Page:Homer - Iliad, translation Pope, 1909.djvu/151

From Wikisource
Jump to navigation Jump to search
This page has been validated.
457—505
BOOK VII
149

To the black ships Idæus bent his way;
There, to the sons of Mars, in council found,
He raised his voice: the host stood listening round:
" Yes sons of Arteus, and ye Greeks, give ear!
The words of Troy, and Troy's great monarch, hear.
Pleased may ye hear—so heaven succeed my prayers!—
What Paris, author of the war, declares.
The spoils and treasures he to Ilion bore—
O had he perished ere they touched our shore!—
He proffers injured Greece; with large increase
Of added Trojan wealth, to buy the peace.
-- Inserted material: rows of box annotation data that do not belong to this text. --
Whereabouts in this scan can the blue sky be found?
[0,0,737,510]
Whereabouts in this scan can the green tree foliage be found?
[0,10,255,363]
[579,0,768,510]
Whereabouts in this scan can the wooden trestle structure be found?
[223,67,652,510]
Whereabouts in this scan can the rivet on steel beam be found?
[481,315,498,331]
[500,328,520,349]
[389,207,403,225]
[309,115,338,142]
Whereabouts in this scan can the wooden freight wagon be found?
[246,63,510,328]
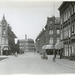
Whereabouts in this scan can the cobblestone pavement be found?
[0,53,75,74]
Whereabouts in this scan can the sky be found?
[0,0,62,40]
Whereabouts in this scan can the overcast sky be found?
[0,1,62,40]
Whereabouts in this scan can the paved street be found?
[0,53,75,74]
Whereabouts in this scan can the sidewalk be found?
[48,55,75,69]
[0,55,12,61]
[56,58,75,69]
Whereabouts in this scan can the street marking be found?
[56,62,75,69]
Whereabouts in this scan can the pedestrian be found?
[53,54,55,62]
[53,51,56,62]
[15,52,18,57]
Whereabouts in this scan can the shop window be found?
[49,30,53,34]
[49,37,53,44]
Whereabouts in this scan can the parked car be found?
[70,53,75,61]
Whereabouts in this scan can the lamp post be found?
[37,39,40,52]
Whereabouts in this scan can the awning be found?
[42,45,53,49]
[55,42,63,49]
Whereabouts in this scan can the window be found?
[2,30,6,34]
[74,4,75,12]
[71,25,74,35]
[49,30,53,34]
[68,25,71,37]
[57,37,60,42]
[57,29,60,34]
[49,37,53,44]
[60,30,63,40]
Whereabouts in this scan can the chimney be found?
[25,34,27,40]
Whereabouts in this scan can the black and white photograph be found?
[0,0,75,75]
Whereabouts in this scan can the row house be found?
[0,15,17,55]
[28,39,35,52]
[36,16,60,54]
[58,1,75,58]
[35,28,45,53]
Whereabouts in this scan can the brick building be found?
[36,16,60,54]
[0,15,16,55]
[59,1,75,58]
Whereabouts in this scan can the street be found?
[0,53,75,74]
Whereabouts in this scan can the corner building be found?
[59,1,75,58]
[0,15,16,55]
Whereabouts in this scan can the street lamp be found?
[37,39,40,52]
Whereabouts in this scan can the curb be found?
[56,61,75,70]
[0,57,9,63]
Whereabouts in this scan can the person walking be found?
[53,51,56,62]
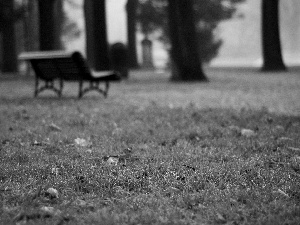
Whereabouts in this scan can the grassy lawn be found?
[0,69,300,225]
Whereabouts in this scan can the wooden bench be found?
[19,51,120,98]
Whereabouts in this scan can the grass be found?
[0,67,300,224]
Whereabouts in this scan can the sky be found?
[65,0,300,67]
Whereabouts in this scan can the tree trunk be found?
[262,0,286,71]
[54,0,64,50]
[168,0,207,81]
[126,0,138,68]
[84,0,110,70]
[1,0,18,73]
[38,0,57,51]
[24,1,39,51]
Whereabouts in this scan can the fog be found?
[65,0,300,67]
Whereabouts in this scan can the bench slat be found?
[19,51,120,97]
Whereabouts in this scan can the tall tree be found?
[126,0,138,68]
[38,0,57,51]
[84,0,110,70]
[262,0,286,71]
[0,0,19,72]
[168,0,207,81]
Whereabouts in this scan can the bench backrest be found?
[19,51,91,80]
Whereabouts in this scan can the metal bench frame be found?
[19,51,120,98]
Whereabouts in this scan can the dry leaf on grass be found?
[74,138,91,147]
[49,123,62,131]
[241,129,255,137]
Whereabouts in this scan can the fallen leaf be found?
[241,129,255,137]
[277,188,290,198]
[41,206,61,216]
[216,212,227,224]
[106,156,119,165]
[74,138,91,147]
[279,137,293,141]
[288,147,300,151]
[45,188,58,199]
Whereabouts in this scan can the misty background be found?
[64,0,300,67]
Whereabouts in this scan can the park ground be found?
[0,68,300,224]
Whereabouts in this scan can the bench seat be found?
[19,51,121,98]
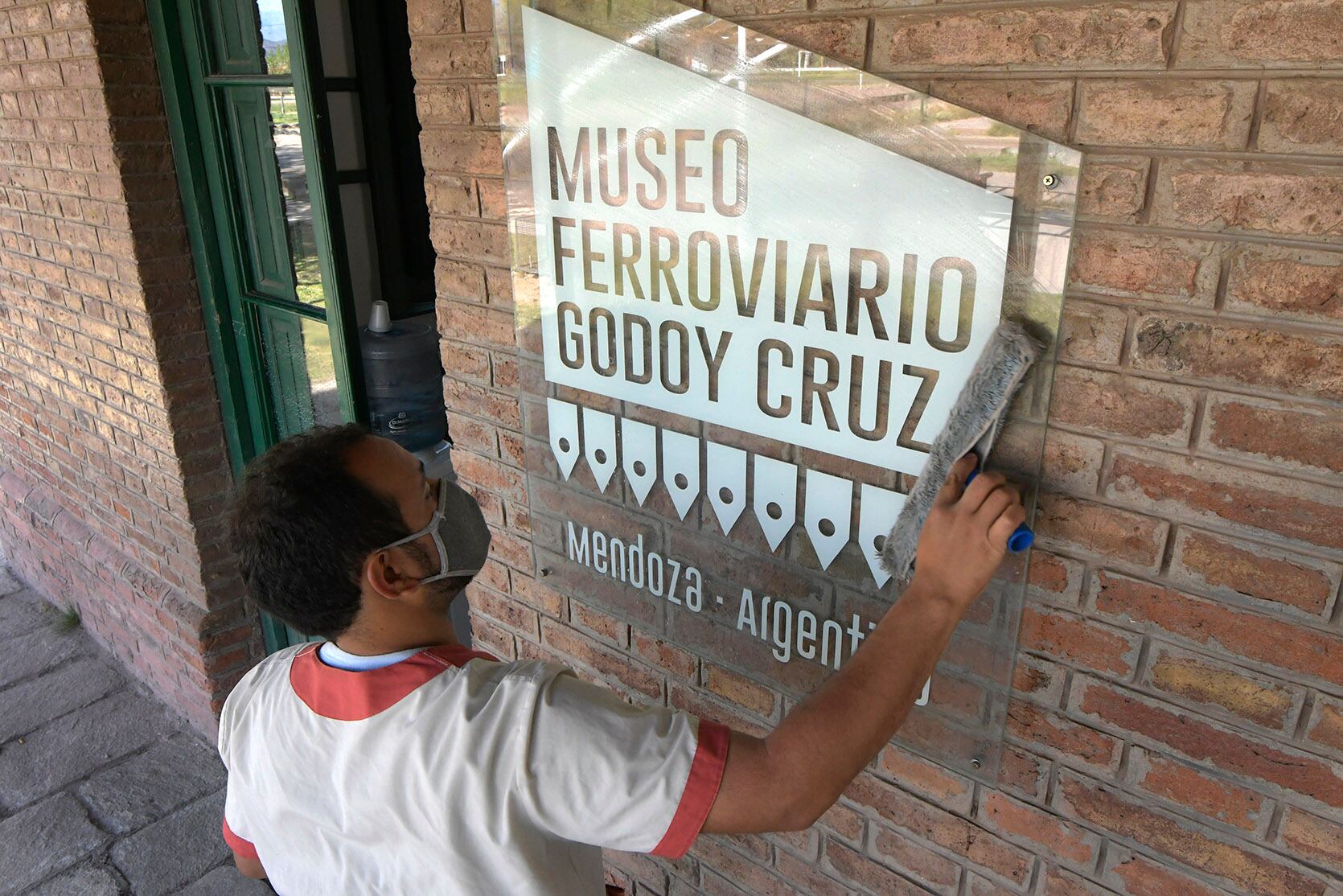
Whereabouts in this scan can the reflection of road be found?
[273,131,313,235]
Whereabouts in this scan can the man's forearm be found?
[764,581,960,820]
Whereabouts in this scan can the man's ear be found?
[364,548,419,601]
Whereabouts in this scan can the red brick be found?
[1077,80,1257,149]
[1105,447,1343,548]
[872,824,960,894]
[690,837,794,896]
[1037,429,1105,495]
[1077,154,1151,224]
[1143,645,1304,732]
[975,790,1100,870]
[823,840,928,896]
[1026,549,1082,606]
[1152,158,1343,239]
[1008,700,1121,772]
[1226,243,1343,324]
[1068,227,1221,307]
[702,661,778,719]
[872,2,1175,72]
[928,80,1073,141]
[1036,493,1170,569]
[411,36,495,84]
[1070,680,1343,808]
[1277,808,1343,873]
[1128,747,1273,832]
[1092,571,1343,685]
[708,0,800,18]
[541,619,662,698]
[569,601,630,647]
[405,0,462,35]
[1054,772,1325,896]
[1040,865,1113,896]
[1104,845,1226,896]
[1049,365,1198,447]
[421,128,503,177]
[1178,0,1343,68]
[1170,528,1339,615]
[1199,393,1343,475]
[1020,605,1143,678]
[1305,694,1343,756]
[1255,78,1343,156]
[774,850,852,896]
[633,629,696,680]
[844,774,1030,888]
[1012,653,1068,708]
[877,744,974,816]
[1058,299,1128,364]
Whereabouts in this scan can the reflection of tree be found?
[266,43,289,76]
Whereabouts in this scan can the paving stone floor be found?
[0,557,273,896]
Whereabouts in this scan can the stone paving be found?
[0,557,274,896]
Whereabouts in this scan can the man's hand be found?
[704,457,1026,833]
[910,454,1026,611]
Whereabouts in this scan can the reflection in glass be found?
[257,0,291,76]
[266,88,327,305]
[258,309,341,438]
[495,0,1080,780]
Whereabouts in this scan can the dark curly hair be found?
[230,423,411,638]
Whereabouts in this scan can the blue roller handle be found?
[966,466,1036,553]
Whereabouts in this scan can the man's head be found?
[231,423,489,638]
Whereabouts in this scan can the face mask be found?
[379,479,491,585]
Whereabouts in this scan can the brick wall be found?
[424,0,1343,896]
[0,0,261,730]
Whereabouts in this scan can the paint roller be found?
[881,319,1041,582]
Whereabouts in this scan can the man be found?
[219,425,1025,896]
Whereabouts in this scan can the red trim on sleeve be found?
[224,818,261,861]
[653,719,732,858]
[289,643,497,721]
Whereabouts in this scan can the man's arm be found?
[234,853,266,880]
[702,457,1026,833]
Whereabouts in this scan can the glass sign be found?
[495,0,1080,780]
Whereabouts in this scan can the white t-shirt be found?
[219,643,729,896]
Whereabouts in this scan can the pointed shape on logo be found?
[621,417,658,507]
[751,454,798,551]
[803,471,852,569]
[858,483,906,589]
[583,407,615,491]
[662,430,700,520]
[545,397,579,479]
[704,442,747,535]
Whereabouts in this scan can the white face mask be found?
[379,479,491,585]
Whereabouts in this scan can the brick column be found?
[0,0,261,730]
[432,0,1343,896]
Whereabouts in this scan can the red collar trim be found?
[289,643,497,721]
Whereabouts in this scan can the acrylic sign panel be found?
[495,2,1078,776]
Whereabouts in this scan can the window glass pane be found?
[257,307,341,438]
[216,86,325,305]
[327,90,368,171]
[494,0,1080,782]
[267,88,327,305]
[313,0,356,78]
[207,0,290,76]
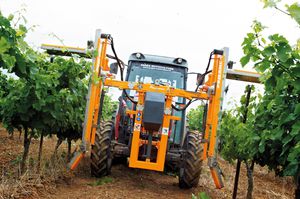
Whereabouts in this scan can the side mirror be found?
[109,62,119,74]
[196,74,204,86]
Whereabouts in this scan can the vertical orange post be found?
[90,39,107,145]
[84,37,101,142]
[129,92,145,167]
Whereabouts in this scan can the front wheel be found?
[91,122,113,177]
[179,132,203,188]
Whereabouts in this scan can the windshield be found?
[128,63,184,89]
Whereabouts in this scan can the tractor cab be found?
[116,53,188,147]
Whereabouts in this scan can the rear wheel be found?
[91,121,113,177]
[179,132,203,188]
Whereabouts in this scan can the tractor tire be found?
[91,121,113,177]
[179,132,203,189]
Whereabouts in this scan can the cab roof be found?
[128,52,188,68]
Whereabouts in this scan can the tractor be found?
[91,53,203,188]
[42,30,259,188]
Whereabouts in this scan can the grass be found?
[192,192,210,199]
[88,176,114,186]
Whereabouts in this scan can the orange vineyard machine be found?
[42,30,258,188]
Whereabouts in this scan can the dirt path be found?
[0,128,294,199]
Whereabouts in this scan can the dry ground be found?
[0,127,294,199]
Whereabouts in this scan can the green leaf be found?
[291,66,300,77]
[263,46,275,57]
[287,3,300,25]
[275,42,292,62]
[1,54,16,70]
[293,78,300,91]
[0,37,10,54]
[7,14,14,21]
[294,103,300,116]
[240,55,250,66]
[255,61,270,73]
[261,0,278,8]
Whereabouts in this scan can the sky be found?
[0,0,300,107]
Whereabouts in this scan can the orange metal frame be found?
[71,33,225,188]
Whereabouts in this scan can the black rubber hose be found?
[106,35,137,104]
[172,51,214,111]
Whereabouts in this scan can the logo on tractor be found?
[162,127,169,135]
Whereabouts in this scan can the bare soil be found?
[0,127,294,199]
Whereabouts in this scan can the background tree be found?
[241,0,300,198]
[0,13,115,172]
[220,85,259,199]
[187,105,204,132]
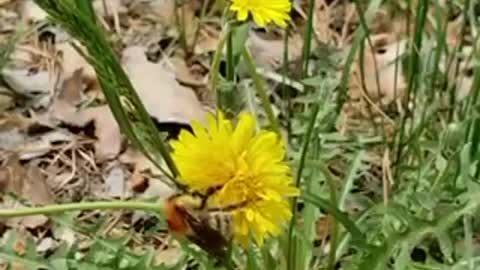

But, to restore the beauteous bride again,
This Greece demands, and Troy requests in vain.
Next, O ye chiefs! we ask a truce to burn
Our slaughtered heroes, and their bones inurn.
That done, once more the fate of war be tried,
And whose the conquest, mighty Jove decide!"
The Greeks give ear, but none the silence broke;
At length Tydides rose, and rising spoke:
"O take not, friends, defrauded of your fame,
Their proffered wealth, nor e'en the Spartan dame.
Let conquest make them ours: fate shakes their wall,
And Troy already totters to her fall."
The admiring chiefs, and all the Grecian name,
With general shouts returned him loud acclaim.
Then thus the king of kings rejects the peace:
"Herald! in him thou hearest the voice of Greece.
For what remains, let funeral flames be fed
With heroes' corps: I war not with the dead:
Go, search your slaughtered chiefs on yonder plain,
And gratify the manes of the slain.
Be witness, Jove, whose thunder rolls on high!"
He said, and reared his sceptre to the sky.
To sacred Troy, where all her princes lay
To wait the event, the herald bent his way.
He came, and, standing in the midst, explained
The peace rejected, but the truce obtained.
Straight to their several cares the Trojans move;
Some search the plain, some fell the sounding grove:
Nor less the Greeks, descending on the shore,
Hewed the green forests, and the bodies bore.
And now from forth the chambers of the main,
To shed his sacred light on earth again,
Arose the golden chariot of the day,
And tipped the mountains with a purple ray.
In mingled throngs the Greek and Trojan train
Through heaps of carnage searched the mournful plain.
Scarce could the friend his slaughtered friend explore,
With dust dishonoured, and deformed with gore.